No arquivo periciado, há uma foto de uma folha de papel com a impressão de um painel com o título “Concentração maior ou igual a 75% – Lula”. Na página, também aparece um mapa do Brasil e uma lista de cidades, como Crato, no Ceará, e Paulo Afonso, na Bahia. Nesses dois locais, por exemplo, Lula tinha 63% e 48% dos votos, enquanto Jair Bolsonaro (PL) tinha 13% e 18%, respectivamente.
“Na coluna “BOLSONARO”, há indicativo de um total de 1.485.294 votos, seguida pela coluna “LULA” com número total de 7.743.713. As colunas de percentuais apontam 15,37% na coluna “% BOLSONARO” e 80,15% na coluna “% LULA”. Há também uma coluna final de partidos”, ressalta a PF.
De acordo com as investigações, esse planejamento foi encaminhado ao então superintendente da PF na Bahia, Leandro Almada. Às vésperas do segundo turno, Torres viajou à Bahia para uma reunião com Almada na qual pediu que a corporação trabalhasse junto com a PRF nas operações de 30 de outubro.
Naquele dia, segundo dados do Ministério da Justiça, a corporação parou 324 ônibus em estradas do Nordeste, onde Lula obteve seus maiores índices de votação, enquanto no Centro-oeste foram 152; no Sudeste, 79; no Norte, 76; e no Sul, 65. Segundo o atual diretor-geral da PRF, Antônio Fernando Oliveira, a atuação da polícia na ocasião foi “desproporcional” no Nordeste, com mobilização superior à empregada durante as festividades de São João, maior operação da corporação na região.
A PF apurou ainda que, às 15h26min do dia 18 de outubro, foi elaborado ou modificado um arquivo Excel encontrado na área “Documentos” do telefone de Marília com o nome “BA_ELEICOES_.xlsx”. Esse arquivo traz as colunas “QTD EQUIPES”, “BASE”, “TOTAL DE ELEITORES” e “ALCANCE NO ESTADO”, que indicariam, segundo os investigadores, o possível alcance de eleitores pelas equipes da PRF, abrangidos pelas suas bases/pontos fixos.

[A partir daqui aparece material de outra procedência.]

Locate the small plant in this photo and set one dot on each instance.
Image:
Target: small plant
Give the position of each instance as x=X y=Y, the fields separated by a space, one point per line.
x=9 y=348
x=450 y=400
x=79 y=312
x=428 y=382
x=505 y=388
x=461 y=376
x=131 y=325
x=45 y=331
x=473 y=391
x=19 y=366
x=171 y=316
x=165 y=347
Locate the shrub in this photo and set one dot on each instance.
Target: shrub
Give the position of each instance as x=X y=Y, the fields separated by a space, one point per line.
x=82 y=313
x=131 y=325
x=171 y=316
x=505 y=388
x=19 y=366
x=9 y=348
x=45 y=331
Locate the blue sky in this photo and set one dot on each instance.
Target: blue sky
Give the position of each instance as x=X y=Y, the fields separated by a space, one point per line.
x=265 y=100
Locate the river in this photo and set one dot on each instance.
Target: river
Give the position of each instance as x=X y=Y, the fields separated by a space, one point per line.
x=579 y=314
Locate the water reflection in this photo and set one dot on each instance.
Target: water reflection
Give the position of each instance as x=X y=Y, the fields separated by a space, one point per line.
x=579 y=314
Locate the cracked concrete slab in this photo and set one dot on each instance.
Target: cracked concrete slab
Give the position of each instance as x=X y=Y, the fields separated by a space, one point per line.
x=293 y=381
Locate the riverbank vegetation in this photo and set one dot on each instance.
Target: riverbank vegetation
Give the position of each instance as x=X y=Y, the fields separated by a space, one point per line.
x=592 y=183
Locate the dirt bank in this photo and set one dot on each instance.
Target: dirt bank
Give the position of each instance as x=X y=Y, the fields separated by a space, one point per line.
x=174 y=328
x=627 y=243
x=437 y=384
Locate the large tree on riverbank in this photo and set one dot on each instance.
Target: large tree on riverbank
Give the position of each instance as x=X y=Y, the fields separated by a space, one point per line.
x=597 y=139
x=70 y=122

Diferença no número de ônibus fiscalizados
Na representação que embasou a determinação o deferimento dos mandados, a Polícia Federal chama de “autoexplicativa” a diferença no número de ônibus retidos e fiscalizados na região Nordeste para as demais regiões do país durante o segundo turno das eleições de 2022.
“Ao se analisar os dados de fiscalização e retenção de ônibus no dia da votação do Segundo Turno das Eleições de 2022, 30/10/2022, as diferenças chamam ainda mais a atenção, sendo que os números são autoexplicativos”, aponta a PF.
A PF usou dois gráficos para mostrar a que se referia ao utilizar a palavra “autoexplicativo”. Em um deles, o total de ônibus fiscalizados no dia do segundo turno das eleições na região Nordeste aparece como 324, seguindo por 152 na região Centro-Oeste, 79 na região Sudeste, 76 na região Norte e 65 na região Sul.
O total de ônibus retidos no dia 30 de outubro de 2022 também é mostrado pela PF em um gráfico onde se vê nove veículos na região Nordeste contra dois na região Norte, um na região Centro-Oeste, um na região Sudeste e nenhum na região Sul.
Ainda de acordo com a argumentação da PF ao Supremo, além dos números de ônibus retidos ou fiscalizados, também chamou a atenção dos investigadores um ofício emitido pelo Diretor-Geral da PRF no qual consta que “houve inicialmente a emissão de um único Plano de Trabalho, datado em 27 de setembro de 2022 que englobaria as operações do 1o e 2o turnos, caso houvesse”.